During this election year, most of the voters’ attention has been put on the presidential race.

However, the state of Colorado’s ballot also has several monumental initiatives that have the potential to radically change the way people live across the state. There are nine statewide initiatives set to appear on the ballot this year, from universal healthcare to exemptions from the estate tax for some properties.

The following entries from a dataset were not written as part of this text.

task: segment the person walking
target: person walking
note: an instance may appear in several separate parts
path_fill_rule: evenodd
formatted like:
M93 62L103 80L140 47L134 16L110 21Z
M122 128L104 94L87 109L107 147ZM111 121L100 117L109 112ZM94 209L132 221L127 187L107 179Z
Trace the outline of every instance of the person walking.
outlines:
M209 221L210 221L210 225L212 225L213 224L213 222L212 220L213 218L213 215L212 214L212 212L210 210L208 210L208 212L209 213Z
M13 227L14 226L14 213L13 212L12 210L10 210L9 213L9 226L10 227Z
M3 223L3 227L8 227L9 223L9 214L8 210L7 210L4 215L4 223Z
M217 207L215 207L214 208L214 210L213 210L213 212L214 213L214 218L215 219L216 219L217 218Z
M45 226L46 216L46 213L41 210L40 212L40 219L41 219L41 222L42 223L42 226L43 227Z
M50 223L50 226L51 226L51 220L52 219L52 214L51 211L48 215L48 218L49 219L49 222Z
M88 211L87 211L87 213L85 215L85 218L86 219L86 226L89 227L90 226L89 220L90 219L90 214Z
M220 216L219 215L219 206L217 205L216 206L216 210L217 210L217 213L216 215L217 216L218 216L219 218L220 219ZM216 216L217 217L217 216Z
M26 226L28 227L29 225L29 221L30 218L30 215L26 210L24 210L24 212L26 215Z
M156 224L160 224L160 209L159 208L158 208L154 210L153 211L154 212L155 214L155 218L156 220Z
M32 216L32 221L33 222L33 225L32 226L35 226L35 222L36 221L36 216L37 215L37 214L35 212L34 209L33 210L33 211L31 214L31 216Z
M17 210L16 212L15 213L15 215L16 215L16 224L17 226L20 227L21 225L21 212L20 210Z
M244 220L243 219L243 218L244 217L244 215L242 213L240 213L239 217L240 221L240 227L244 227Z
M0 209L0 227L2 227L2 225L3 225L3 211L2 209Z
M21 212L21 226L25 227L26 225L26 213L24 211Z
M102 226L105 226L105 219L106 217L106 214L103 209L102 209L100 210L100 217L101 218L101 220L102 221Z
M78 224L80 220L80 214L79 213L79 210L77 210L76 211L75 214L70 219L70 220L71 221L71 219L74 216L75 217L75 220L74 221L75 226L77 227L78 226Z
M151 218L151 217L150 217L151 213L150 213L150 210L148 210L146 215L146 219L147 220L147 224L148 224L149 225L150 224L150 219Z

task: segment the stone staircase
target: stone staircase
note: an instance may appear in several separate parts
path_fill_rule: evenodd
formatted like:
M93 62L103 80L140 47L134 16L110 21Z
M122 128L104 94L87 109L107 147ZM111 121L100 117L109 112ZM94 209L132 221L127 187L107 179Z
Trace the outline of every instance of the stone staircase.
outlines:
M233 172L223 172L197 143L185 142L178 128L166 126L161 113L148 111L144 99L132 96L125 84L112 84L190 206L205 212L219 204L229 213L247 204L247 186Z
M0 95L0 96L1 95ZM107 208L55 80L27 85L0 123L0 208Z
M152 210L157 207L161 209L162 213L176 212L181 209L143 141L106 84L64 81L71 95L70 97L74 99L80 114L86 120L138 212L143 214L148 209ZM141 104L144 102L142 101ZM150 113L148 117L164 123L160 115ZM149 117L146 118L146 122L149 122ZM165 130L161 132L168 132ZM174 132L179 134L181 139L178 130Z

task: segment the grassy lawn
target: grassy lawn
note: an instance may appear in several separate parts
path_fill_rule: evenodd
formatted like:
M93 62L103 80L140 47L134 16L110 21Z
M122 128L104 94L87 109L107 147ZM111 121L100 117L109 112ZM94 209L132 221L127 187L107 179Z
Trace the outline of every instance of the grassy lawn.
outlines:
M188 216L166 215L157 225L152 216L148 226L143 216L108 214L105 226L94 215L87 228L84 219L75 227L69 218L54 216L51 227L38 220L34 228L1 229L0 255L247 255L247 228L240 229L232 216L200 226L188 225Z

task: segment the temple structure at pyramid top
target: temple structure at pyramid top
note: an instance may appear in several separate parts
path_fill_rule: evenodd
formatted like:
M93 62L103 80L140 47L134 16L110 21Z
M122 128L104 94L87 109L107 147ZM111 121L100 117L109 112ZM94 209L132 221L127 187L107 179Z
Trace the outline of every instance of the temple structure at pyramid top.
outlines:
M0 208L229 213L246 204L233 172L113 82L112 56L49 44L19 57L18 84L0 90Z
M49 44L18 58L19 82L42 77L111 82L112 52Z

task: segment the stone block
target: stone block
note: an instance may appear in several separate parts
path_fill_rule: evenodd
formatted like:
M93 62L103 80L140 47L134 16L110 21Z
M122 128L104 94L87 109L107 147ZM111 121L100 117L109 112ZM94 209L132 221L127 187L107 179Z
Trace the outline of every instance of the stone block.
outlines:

Here are the ballot initiatives appearing this year:

Amendment T

Amendment T would remove a part of the Colorado Constitution that allows forced, unpaid labor by convicted criminals.

Amendment U

This amendment aims to make possessory interests that are worth less than $6,000 dollars tax exempt. Possessory interests are the financial gains a private company makes by leasing government land. Such interests are not tax exempt under the current state constitution.

Amendment 69

Under Amendment 69, a system called Colorado Care would be created in order to install a system of universal healthcare in Colorado. Universal healthcare is when the government provides medical care to all its citizens. This would be paid for partially by a 10% increase in income tax, two-thirds of which would be taken on by the employer, not the employee. This would be the first such healthcare system in the United States of America if passed.

Amendment 70

If passed, this amendment would increase the minimum wage from $8.31 to $9.30 per hour immediately and then by $0.90 per year on January 1 until 2020, at which point it will reach $12 per hour.

Amendment 71

The current system of getting amendments onto the ballot would be changed if this were passed. Signatures for petitions would be required from 2 percent of voters from all 35 senate districts in Colorado. Amendments on the ballot would also require a 55 percent supermajority in order to be passed. Currently, petitions require a number of signatures equal to 5 percent of the number of voters who cast votes in the last secretary of state election in order to make it onto the ballot.

Amendment 72

The tax on cigarettes, which is currently $0.84, would be increased to $1.75 per pack of 20. This would generate an estimated $299 million for the state budget in the 2017-2018 year.

Proposition 106

Passing this proposition would legalize assisted death among patients who have a terminal illness and receive a prognosis of death within six months. Licensed physicians would provide the pills used to end the patients’ lives. Currently, all forms of assisted death are illegal in Colorado.

Proposition 107

If passed, the Colorado primary system would be changed from individual party caucuses to primary elections held before the end of March. These elections would also allow unaffiliated voters to participate in the primaries. Unaffiliated voters are not, however, allowed to vote for more than one party’s primary. If they do vote in both, their votes will be disregarded.

Proposition 108

Proposition 108 would allow unaffiliated voters to participate in primaries without declaring their party affiliation beforehand. It would also allow the parties to choose their candidates by special committee or convention, rather than the standard primary format.


While some of these amendments have been paid little to no attention, both monetarily and politically, Amendments 69, 70, 71, 72 have all had over one million dollars poured into either their support or opposition campaign as well as Propositions 106, 107, and 108.

Governor John Hickenlooper has voiced his support for Amendments 70, 71, and 72 as well as Propositions 106, 107, and 108. He has come out in opposition to Amendment 69. To find out more about any and all ballot initiatives and elections in the state of Colorado any registered voter can refer to their official voter’s guide that they will receive in the mail before the election.